5 books likely to end up in charity shops

Dan Brown’s “Da Vinci Code” has a UK charity shop begging people to stop giving them copies because, at the rate of one copy donated every week for months, they’ve been overwhelmed.

And I have to hold my hand up that – a long long time ago – I bought a copy. There, I’ve come clean. I also bought a copy of “Angels & Demons” … and I read and finished both. I read the latter first and the following combination of circumstances caused me to continue with Mr Brown’s offerings, despite my raised eyebrows :

  1. I was on holiday in rural Italy and books in English were impossible to come by (this was pre-Kindle).
  2. The “Da Vinci Code” had a massive vibe going on and I just had to read it in order to add my comments.
  3. A good friend had recommended it.
  4. It’s not like each book is terrible, it’s the fact that they’re so laughably repetitive. My ex-father-in-law was a historian and his comment was “decent enough thriller, but really rubbish history” which I think gets it in one.

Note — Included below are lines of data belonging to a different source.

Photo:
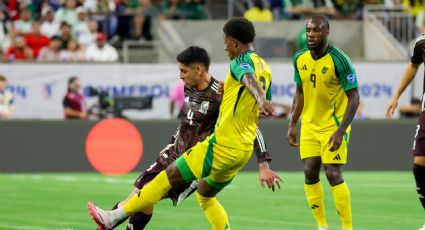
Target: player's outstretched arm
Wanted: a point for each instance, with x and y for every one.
(296, 110)
(408, 76)
(353, 103)
(266, 175)
(250, 82)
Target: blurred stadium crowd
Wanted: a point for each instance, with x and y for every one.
(90, 30)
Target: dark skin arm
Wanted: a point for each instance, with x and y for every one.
(353, 103)
(250, 82)
(296, 110)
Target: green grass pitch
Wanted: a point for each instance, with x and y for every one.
(380, 200)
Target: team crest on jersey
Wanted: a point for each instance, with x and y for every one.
(351, 78)
(204, 107)
(244, 66)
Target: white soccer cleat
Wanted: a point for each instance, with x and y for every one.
(101, 217)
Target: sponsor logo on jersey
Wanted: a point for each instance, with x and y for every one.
(245, 66)
(204, 107)
(351, 78)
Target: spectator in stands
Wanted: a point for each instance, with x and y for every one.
(74, 106)
(258, 13)
(23, 25)
(296, 9)
(18, 51)
(411, 110)
(65, 34)
(49, 26)
(67, 12)
(177, 97)
(81, 25)
(195, 10)
(73, 53)
(85, 39)
(101, 11)
(51, 53)
(101, 51)
(7, 100)
(276, 7)
(35, 40)
(172, 9)
(348, 9)
(143, 16)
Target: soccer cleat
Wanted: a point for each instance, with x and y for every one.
(100, 217)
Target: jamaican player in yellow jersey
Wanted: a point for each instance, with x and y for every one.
(216, 160)
(326, 99)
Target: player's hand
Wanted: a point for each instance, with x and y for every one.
(391, 107)
(220, 87)
(267, 108)
(335, 141)
(269, 177)
(291, 136)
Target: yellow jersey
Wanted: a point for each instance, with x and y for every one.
(237, 121)
(324, 82)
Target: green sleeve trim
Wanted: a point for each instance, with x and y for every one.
(241, 65)
(184, 169)
(344, 69)
(297, 77)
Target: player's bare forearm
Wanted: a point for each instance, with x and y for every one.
(251, 84)
(350, 111)
(408, 75)
(260, 149)
(297, 106)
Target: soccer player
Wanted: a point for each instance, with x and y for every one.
(419, 143)
(199, 115)
(216, 160)
(327, 99)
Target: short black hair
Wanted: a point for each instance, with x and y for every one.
(323, 19)
(241, 29)
(194, 54)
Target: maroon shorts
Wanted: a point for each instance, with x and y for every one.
(419, 143)
(148, 175)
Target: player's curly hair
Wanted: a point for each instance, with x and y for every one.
(194, 54)
(241, 29)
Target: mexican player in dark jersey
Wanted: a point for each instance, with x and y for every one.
(199, 114)
(418, 148)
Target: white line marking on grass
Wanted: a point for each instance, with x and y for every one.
(22, 227)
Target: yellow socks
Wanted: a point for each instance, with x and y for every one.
(148, 195)
(314, 194)
(214, 212)
(343, 205)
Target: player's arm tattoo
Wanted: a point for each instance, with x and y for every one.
(250, 82)
(297, 106)
(260, 148)
(350, 111)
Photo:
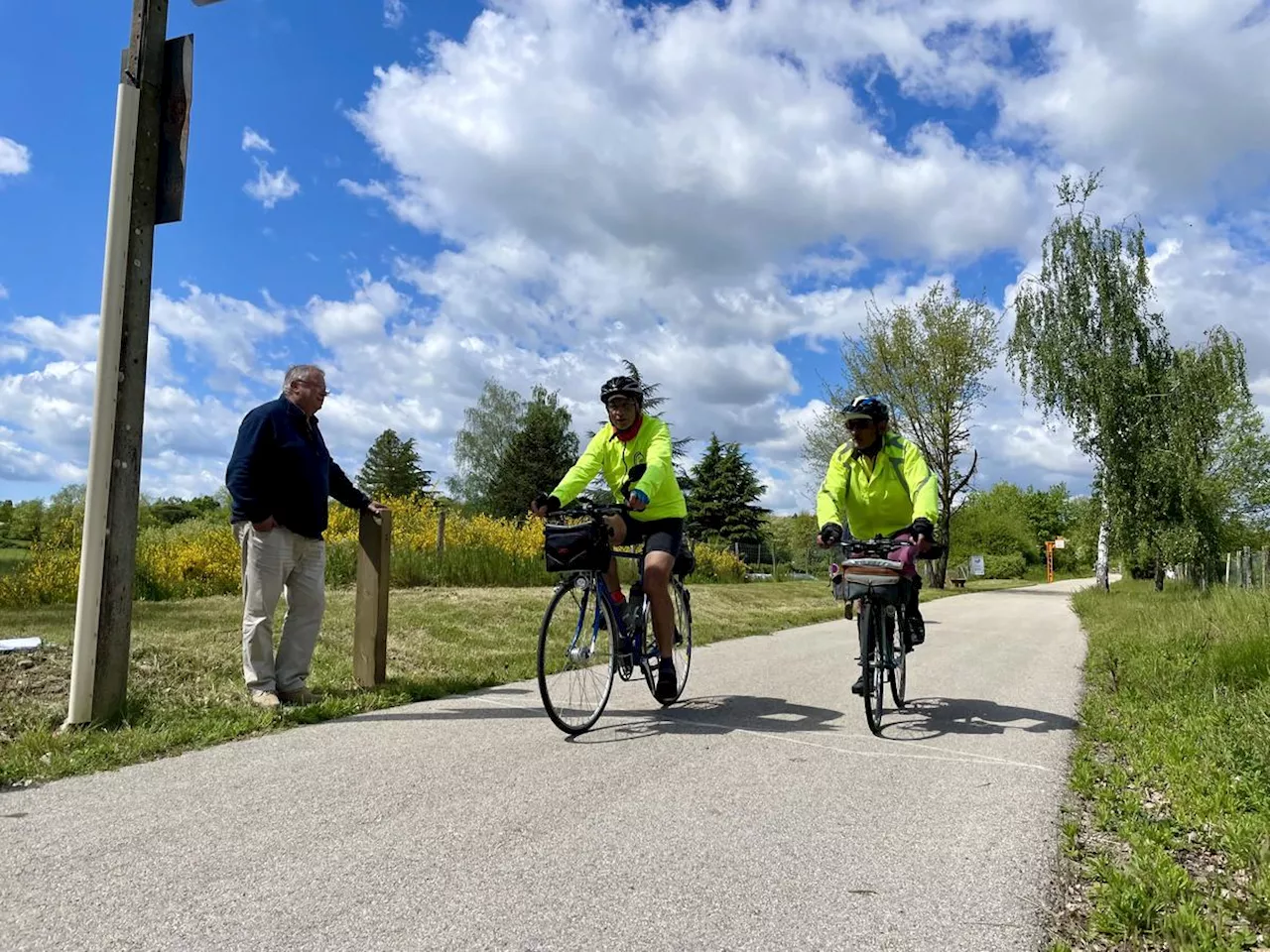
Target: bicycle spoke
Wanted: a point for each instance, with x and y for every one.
(575, 658)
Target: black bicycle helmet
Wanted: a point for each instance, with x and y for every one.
(621, 386)
(866, 408)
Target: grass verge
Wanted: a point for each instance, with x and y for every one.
(1167, 841)
(186, 684)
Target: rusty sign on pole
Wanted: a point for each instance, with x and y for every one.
(178, 93)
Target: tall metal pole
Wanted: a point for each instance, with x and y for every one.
(103, 615)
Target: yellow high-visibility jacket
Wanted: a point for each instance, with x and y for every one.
(878, 497)
(608, 454)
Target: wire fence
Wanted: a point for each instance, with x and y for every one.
(1243, 569)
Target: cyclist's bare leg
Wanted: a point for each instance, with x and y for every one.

So, they sell really well and they’re good decent enough thrillers, the perfect holiday book, easy-reading and undemanding, and they chuck in a little if misleading history for those who like to learn a bit while they read. But they’re not the type of books you keep, are they? Even by those people who really enjoyed them, otherwise we wouldn’t be having a charity shop epidemic.

And that got me to thinking, what other runaway successes could morph into a charity shop epidemic?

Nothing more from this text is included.